DeepHype

A requiem for a data dream

April 22, 2026harderbetterfasterstronger

Data people needed business partners to do good work. At least that's what I used to think. AI's made a mess of that, hasn't it.

Daft Punk said it best - Work it harder, make it better, do it faster, makes us stronger. Just didn't realize at the time they were singing about data & analytics.

The path to self-service data was a long but straightforward one: adopt the modern data stack, educate all living souls on how to write SQL, learn Looker, prompt AI. Salvation lay in frictionless access to data for our end users.

Two gotchas nobody puts in the self-service righteousness deck:

One. Even with perfect data, the decision is only as good as the decision-maker. You can ungate a PM all you want; if they want the number to say "ship it," the number will say "ship it."

Two. When good decisions do get made, the business absorbs the credit. The data team becomes plumbing. Invisible when working, beaten with a monkey wrench when it leaks. The best we could hope for was silence.

Then AI showed up and said, "hold my beer."

Note to self: turn Clode into my always-on, always-hyped hypeman. Because baby, data's ABC, not ABB.

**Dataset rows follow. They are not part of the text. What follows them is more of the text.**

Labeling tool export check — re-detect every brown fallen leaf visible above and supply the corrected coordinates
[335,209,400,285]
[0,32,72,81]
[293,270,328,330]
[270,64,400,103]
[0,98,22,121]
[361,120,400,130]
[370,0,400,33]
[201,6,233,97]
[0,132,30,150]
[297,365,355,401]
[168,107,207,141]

(I'm still gonna keep building tho)

The path continues to evolve. You now have the semantic layer squad duking it out with the prompt-to-SQL gang, trying to win the hearts & dollars of those pesky decision makers trying to run a business. Will they use a highly observable, agent-orchestrated, insight-vomiting war machine to bring that CAC down, 50 Cent!

At least their slides will look nicer. Have you seen Claude Design, hot dang!

So do data people still need business people to do good work (assuming "work" continues to exist)? I don't think that matters anymore.

It's always been about judgment. AI has just laid it bare.